Space Invaders is set in the 20th century during the Military dictatorship of Chile (1973 - 1990). Under the brutal regime of General Augusto Pinochet, thousands of citizens were abducted, tortured, raped, and murdered. Missing person cases were common. After abduction by military forces, individuals were often taken to one of many detention centers and isolated from their relatives, where many were killed and secretly buried. Because relatives of these individuals were denied information about the death, these victims became commonly referred to as desaparecidos (the “disappeared”).

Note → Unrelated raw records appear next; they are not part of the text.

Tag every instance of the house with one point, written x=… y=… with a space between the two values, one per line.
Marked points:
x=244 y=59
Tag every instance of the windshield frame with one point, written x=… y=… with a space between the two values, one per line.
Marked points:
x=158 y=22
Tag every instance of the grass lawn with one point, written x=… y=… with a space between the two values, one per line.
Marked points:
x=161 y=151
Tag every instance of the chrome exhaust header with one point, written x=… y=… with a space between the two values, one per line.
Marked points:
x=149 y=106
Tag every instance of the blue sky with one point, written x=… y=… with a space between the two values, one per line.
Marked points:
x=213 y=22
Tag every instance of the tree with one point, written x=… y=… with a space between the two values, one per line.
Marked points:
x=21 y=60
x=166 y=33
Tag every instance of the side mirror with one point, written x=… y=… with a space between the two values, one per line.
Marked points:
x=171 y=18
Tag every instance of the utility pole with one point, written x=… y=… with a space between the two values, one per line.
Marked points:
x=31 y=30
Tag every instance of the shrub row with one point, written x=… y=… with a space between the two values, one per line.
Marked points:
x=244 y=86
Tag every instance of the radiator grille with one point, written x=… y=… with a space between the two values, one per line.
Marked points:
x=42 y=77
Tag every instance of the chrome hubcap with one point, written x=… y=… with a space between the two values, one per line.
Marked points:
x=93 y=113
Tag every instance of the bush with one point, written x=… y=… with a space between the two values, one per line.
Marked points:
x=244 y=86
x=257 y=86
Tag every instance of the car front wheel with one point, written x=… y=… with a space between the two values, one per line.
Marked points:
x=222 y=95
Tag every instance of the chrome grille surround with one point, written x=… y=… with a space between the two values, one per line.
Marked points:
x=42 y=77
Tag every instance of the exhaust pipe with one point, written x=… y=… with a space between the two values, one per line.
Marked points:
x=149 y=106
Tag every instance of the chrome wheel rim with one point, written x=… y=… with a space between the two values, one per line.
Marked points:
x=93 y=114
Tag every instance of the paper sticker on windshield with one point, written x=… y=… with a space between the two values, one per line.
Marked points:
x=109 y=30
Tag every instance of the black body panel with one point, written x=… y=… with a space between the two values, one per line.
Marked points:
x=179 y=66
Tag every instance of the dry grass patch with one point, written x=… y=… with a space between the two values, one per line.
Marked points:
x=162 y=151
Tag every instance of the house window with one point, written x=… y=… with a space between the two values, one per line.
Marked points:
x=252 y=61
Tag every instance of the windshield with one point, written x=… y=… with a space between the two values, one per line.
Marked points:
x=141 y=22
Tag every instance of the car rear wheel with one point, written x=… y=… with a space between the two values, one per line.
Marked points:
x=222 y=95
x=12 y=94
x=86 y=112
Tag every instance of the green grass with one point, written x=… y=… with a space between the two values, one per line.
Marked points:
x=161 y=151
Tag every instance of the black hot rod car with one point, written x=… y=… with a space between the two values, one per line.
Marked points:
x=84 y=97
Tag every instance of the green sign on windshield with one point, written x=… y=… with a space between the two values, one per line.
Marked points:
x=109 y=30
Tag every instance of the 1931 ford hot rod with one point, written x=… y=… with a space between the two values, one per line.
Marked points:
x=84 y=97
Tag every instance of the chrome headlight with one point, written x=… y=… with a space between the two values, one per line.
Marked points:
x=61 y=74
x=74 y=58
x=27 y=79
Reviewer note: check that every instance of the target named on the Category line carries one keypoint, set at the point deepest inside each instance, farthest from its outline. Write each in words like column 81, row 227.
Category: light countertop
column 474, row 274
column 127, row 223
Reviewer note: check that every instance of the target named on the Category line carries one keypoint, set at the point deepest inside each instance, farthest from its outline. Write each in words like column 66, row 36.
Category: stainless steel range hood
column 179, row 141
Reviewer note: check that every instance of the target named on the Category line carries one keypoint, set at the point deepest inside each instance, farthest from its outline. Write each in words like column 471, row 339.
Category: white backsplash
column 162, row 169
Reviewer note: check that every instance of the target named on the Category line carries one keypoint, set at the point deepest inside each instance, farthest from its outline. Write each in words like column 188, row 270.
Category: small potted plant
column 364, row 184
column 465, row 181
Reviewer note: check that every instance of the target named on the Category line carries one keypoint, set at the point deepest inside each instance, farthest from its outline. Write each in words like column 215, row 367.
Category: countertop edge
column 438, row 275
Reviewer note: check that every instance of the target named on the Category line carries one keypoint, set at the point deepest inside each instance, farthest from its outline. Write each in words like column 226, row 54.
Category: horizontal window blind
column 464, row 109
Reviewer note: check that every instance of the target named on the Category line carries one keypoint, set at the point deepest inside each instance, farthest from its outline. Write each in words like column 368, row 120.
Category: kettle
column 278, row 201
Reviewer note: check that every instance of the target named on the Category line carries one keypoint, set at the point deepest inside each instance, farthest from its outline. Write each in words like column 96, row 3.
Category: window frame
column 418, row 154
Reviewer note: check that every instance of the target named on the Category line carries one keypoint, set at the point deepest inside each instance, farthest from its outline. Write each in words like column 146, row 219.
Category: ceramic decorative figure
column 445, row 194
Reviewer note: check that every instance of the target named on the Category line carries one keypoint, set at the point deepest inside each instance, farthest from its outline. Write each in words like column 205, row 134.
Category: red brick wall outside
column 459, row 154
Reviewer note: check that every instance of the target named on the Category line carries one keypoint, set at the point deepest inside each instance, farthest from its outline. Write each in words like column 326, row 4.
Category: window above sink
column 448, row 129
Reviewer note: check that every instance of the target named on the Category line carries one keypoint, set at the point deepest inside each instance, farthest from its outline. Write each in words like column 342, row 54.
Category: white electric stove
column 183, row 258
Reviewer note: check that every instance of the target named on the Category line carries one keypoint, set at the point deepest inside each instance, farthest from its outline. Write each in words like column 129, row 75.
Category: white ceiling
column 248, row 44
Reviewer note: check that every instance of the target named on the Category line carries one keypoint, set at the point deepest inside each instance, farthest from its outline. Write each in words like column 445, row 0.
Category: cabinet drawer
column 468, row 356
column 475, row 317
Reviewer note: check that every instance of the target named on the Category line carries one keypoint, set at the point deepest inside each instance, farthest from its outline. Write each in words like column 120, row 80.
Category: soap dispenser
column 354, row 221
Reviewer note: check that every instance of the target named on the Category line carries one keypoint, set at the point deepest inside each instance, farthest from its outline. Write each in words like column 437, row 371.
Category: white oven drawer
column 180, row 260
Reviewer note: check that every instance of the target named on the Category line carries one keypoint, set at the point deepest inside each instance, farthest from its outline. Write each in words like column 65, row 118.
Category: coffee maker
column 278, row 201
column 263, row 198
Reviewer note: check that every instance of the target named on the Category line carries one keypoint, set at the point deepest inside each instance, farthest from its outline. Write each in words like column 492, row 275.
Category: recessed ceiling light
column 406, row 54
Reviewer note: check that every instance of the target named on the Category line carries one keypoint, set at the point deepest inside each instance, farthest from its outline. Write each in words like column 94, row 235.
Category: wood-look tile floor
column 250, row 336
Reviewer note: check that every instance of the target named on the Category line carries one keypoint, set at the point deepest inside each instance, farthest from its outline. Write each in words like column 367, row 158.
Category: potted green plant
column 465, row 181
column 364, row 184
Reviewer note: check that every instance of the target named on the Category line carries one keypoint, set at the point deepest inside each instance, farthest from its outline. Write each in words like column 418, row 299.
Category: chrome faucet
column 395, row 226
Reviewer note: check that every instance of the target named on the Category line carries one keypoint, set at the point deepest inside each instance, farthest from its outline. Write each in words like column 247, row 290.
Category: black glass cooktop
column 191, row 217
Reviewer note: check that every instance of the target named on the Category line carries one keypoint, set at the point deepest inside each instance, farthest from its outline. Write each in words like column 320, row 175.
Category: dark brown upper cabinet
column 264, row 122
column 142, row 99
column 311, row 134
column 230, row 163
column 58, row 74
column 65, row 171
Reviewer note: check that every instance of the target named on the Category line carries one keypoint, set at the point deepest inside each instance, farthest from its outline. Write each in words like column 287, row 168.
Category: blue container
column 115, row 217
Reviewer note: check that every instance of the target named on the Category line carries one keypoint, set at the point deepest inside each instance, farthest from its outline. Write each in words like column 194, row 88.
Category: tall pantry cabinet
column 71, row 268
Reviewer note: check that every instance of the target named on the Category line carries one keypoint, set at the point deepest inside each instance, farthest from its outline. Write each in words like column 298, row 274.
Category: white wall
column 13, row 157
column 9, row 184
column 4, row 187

Fernandez's own childhood was spent under Pinochet's authoritarian regime. Consequently, many of the details in Space Invaders are true and directly extracted from Fernandez's personal memory, including the names of the characters. Estrella Gonzales, Maldonado, and the additional characters were all Fernandez's former classmates. Even the letters in the book are derived from the real letters written by Gonzales. Gonzales's father, too, was one of the killers in the Caso Degollados.

== Critical response ==
This book is praised for the combination of short chapters with multi-voiced narration used to invoke an unsettled feeling. This unsettled feeling paired with the use of unreliable dreams and memories is what reviewers felt reenacted for readers the feelings of people who are living under a repressive regime. One reviewer felt that the book's restraint in the overdramatization of brutal events is what contributed to its eerie feeling. The book is also praised for its use of the video game Space Invaders as a way to relate the events more readily to readers. It has been said that the book creates the same addictive attention that the video game did. Natasha Wimmer's translation is praised for retaining the tone, format, and flow of the original language without changing the meaning. The book was also longlisted for the National Book Award for Translated Literature in 2019.